Silvia thinks it’s a great field for people with disabilities. She said the aim is to teach every new employee how to provide for themselves, not just on a daily basis, but also in any future employment by learning basic skills that can serve them in the future in any kind of job. Here they gain general skills in being hospitable and serving customers, they can learn simple skills in prep work like cutting vegetables and in baking. They can learn to use weights and measurements, some simple math and how to make change.
“You never stop learning,” said Silvia, “even a child with disabilities. If you have enough patience, there is a way to teach them what to do and how to use that for themselves.”
She said her own daughter Melissa was a good example.
“It gives me so much pleasure and makes me feel so good to be able to help somebody create something. I have something on the menu that Melissa created, we call it the ‘pie bundle.’ It’s an item people really enjoyed at the market. They were always asking for it,” she said.
“It’s those kinds of little things, I think, if I hadn’t taken the time and had the patience to do it and never gave up on her, then she wouldn’t have accomplished this. It’s the kind of thing that can give any disabled person, or some veteran in need of re-training for employment, a sense of hope from knowing they can accomplish something, that they are not just a lost person out there,” said Silvia. “We as people need to take care of them and give them the opportunity to feel good about themselves and feel like they have a purpose.”
“So I don’t know if that gives you the whole idea of why I have this bakery in this town,” she said.
The bakery has become well-known for its signature Bretzels (German-style pretzels) and cheese sticks. You can get a real German Chocolate Cake, not the kind most Americans think of, created in 1852 by a man named Samuel German, who developed baker’s chocolate, but an authentic German chocolate cake, without the pecans, a bit fluffier and layered in butter cream or custard cream by choice. You can also get an authentic Black Forest Cake. There’s also the German Cheesecake which is lighter than the usual American style, without as much cream cheese. There are Plunders, a German kind of cinnamon roll, and baked Danish.

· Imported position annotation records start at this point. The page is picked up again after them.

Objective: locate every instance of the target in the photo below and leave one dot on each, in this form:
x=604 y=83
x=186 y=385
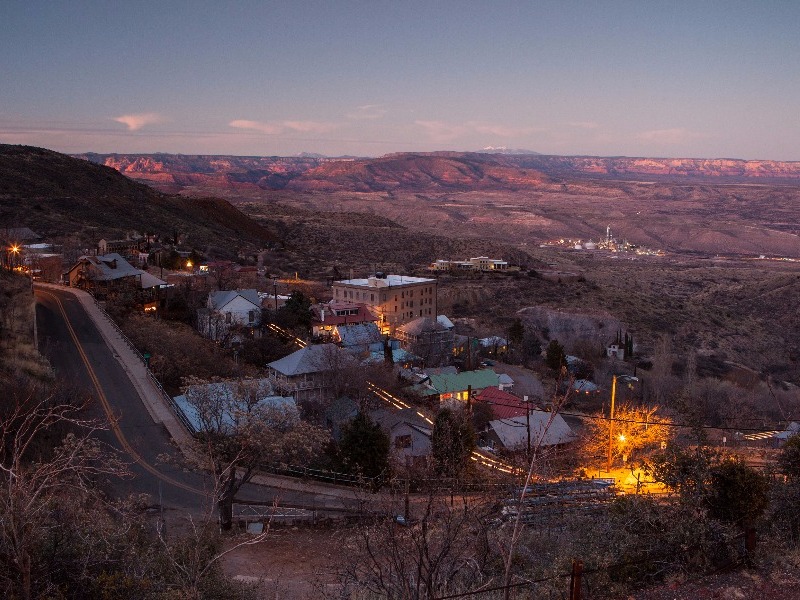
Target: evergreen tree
x=737 y=494
x=789 y=458
x=296 y=312
x=516 y=333
x=364 y=448
x=452 y=442
x=555 y=357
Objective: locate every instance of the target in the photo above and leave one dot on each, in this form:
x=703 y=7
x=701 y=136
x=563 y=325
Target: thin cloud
x=278 y=127
x=136 y=121
x=677 y=135
x=367 y=112
x=440 y=131
x=584 y=124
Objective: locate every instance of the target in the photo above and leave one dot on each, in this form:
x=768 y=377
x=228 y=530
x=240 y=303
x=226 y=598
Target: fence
x=165 y=396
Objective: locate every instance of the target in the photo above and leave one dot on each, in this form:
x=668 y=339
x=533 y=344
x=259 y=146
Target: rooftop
x=504 y=405
x=386 y=281
x=447 y=382
x=312 y=359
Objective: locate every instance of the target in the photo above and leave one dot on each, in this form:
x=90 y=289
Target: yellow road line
x=112 y=419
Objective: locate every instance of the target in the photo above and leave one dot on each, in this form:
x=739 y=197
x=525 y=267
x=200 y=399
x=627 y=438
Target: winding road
x=80 y=356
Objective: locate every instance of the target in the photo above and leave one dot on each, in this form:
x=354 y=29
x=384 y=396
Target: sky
x=692 y=79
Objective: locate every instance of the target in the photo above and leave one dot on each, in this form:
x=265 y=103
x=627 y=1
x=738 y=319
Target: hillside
x=428 y=172
x=62 y=197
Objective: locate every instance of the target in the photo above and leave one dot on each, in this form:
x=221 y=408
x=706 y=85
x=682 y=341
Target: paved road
x=81 y=357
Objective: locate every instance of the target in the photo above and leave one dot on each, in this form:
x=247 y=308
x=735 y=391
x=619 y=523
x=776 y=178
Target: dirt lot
x=293 y=562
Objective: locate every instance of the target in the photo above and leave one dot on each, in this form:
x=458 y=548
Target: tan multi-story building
x=395 y=299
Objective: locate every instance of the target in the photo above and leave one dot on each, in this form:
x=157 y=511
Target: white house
x=512 y=433
x=227 y=311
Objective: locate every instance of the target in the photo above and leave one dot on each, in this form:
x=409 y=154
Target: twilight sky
x=684 y=78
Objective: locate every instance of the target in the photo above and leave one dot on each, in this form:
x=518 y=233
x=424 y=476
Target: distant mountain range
x=495 y=169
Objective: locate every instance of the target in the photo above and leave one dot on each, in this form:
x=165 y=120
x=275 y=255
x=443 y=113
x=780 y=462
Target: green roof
x=459 y=382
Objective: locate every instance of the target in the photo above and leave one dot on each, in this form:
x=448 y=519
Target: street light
x=12 y=258
x=611 y=423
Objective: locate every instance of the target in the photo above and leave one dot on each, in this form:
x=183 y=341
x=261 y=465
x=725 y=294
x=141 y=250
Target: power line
x=640 y=422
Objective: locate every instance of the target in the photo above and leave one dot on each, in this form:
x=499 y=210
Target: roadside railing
x=165 y=396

Nothing is fried at the Alpenstuble Bakery. Even the meat is baked. Silvia gets her meat from a German butcher, who makes traditional German cuts and processes it in traditional fashion with equipment brought over from Germany. According to Silvia, the Smoked Black Forest Ham she uses is “about as authentic as you can get.”
Soups and sandwiches are available for lunch Tuesday through Friday and dinners are now served every other Saturday evening. The next dinner on January 27 features Goulash in a Cannonball (bread bowl). The Goulash is made with pork and beef that has been marinated for at least two days.
Silvia also makes a Sauerbraten, a beef shank marinated in wine, vinegar, spices and herbs in a rotisserie for two to three days.
Alpenstuble is located at 3920 Hwy 93 North. The phone number is 777-9825.
JoyLynn MWright says
Silvia is a great boss, and a greater friend. I love the food because it’s home made, not pre-processed. It’s authentic, down home cooking. And the baked yummies… my favorite is this chocolate orange spring cake. It’s light, but the flavors just burst in your mouth.